Brazil's Supreme Court has ordered former leaders of the ruling Workers' Party to begin serving sentences following landmark convictions over a congressional vote-buying scheme in a country with a long history of political corruption.

Jose Dirceu, a party founder and former chief of staff to former President Luiz Inacio Lula da Silva, turned himself in to federal police on Friday evening to begin serving a prison sentence of more than 10 years.

He is one of 12 ordered to serve time over a scandal that nearly toppled the government during the first of the left-leaning party's three administrations.

Jose Genoino, a former party president and a congressman on leave because of poor health, also turned himself in to start a nearly seven-year sentence.

Brazilian news broadcasters showed him leaving his house accompanied by his wife.

He did not speak but published a letter on his web page saying he was "indignant - and I reiterate I am innocent; I have not committed any crime.

"There is no proof for what they are accusing me of," Genoino said, insisting he had been a victim of a media-driven witch hunt because of his position in the party.
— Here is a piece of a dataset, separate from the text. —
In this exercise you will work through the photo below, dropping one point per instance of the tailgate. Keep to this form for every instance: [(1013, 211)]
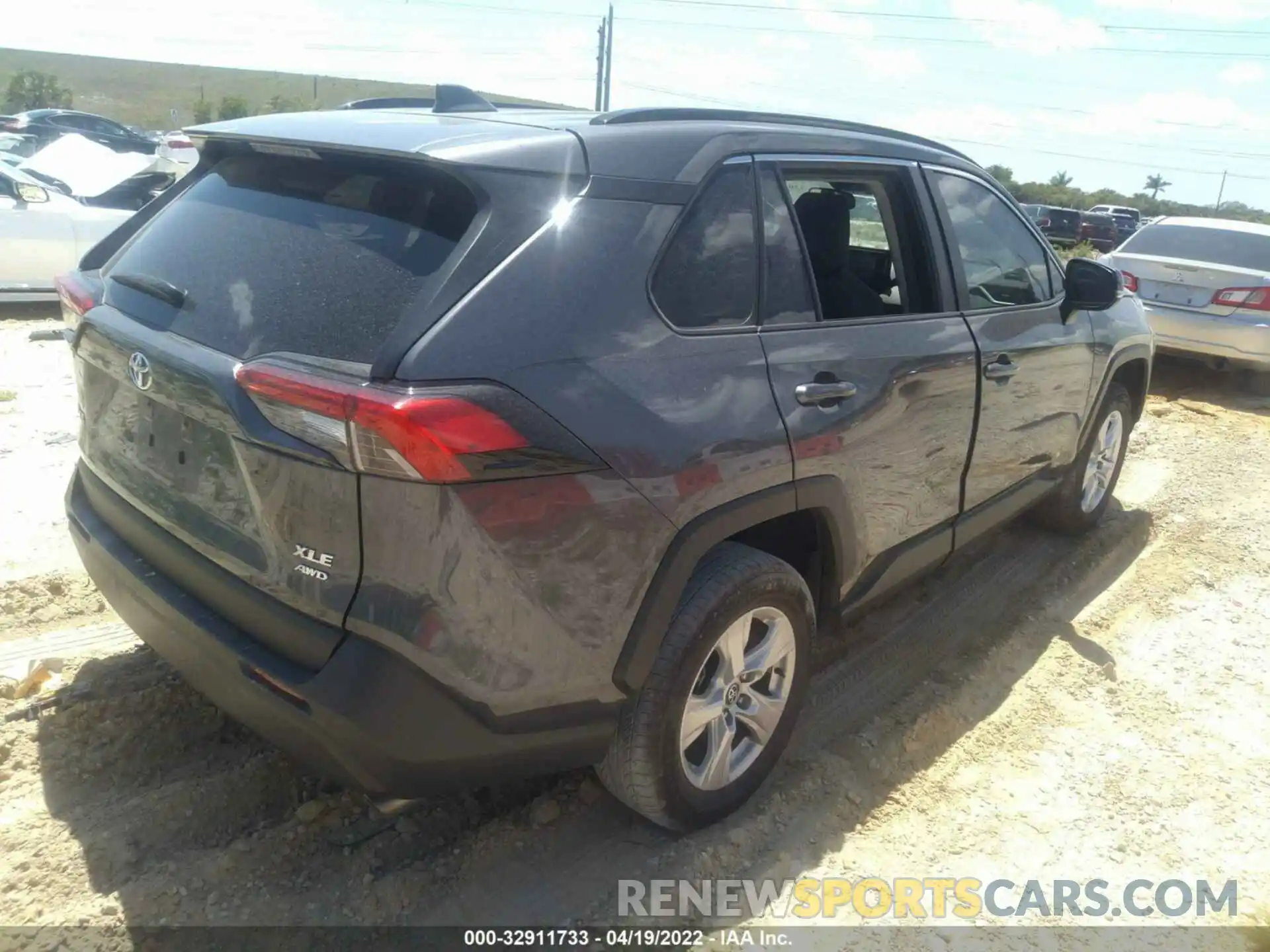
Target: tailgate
[(167, 430)]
Delubio Soares, a former party treasurer who faces an eight-year sentence, was expected to appear as well.

Payments to lawmakers

While the trial wrapped up last year, the court has only now begun imposing the first of the sentences for crimes ranging from corruption to racketeering to money laundering.

The scandal emerged after an embittered Workers Party ally, who is also one of those convicted, spoke out about the scheme, which involved monthly payments to lawmakers in exchange for support in Congress.

Along with bad public services and a sluggish economy, disgust with corruption was one of the many factors that led hundreds of thousands of Brazilians to take to the streets in a series of mass protests in June.

Though the protests have grown smaller, the demonstrations are still ongoing and are likely to flare back up ahead of presidential elections next October, especially when global attention turns to the country as it hosts the World Cup of soccer in June and July.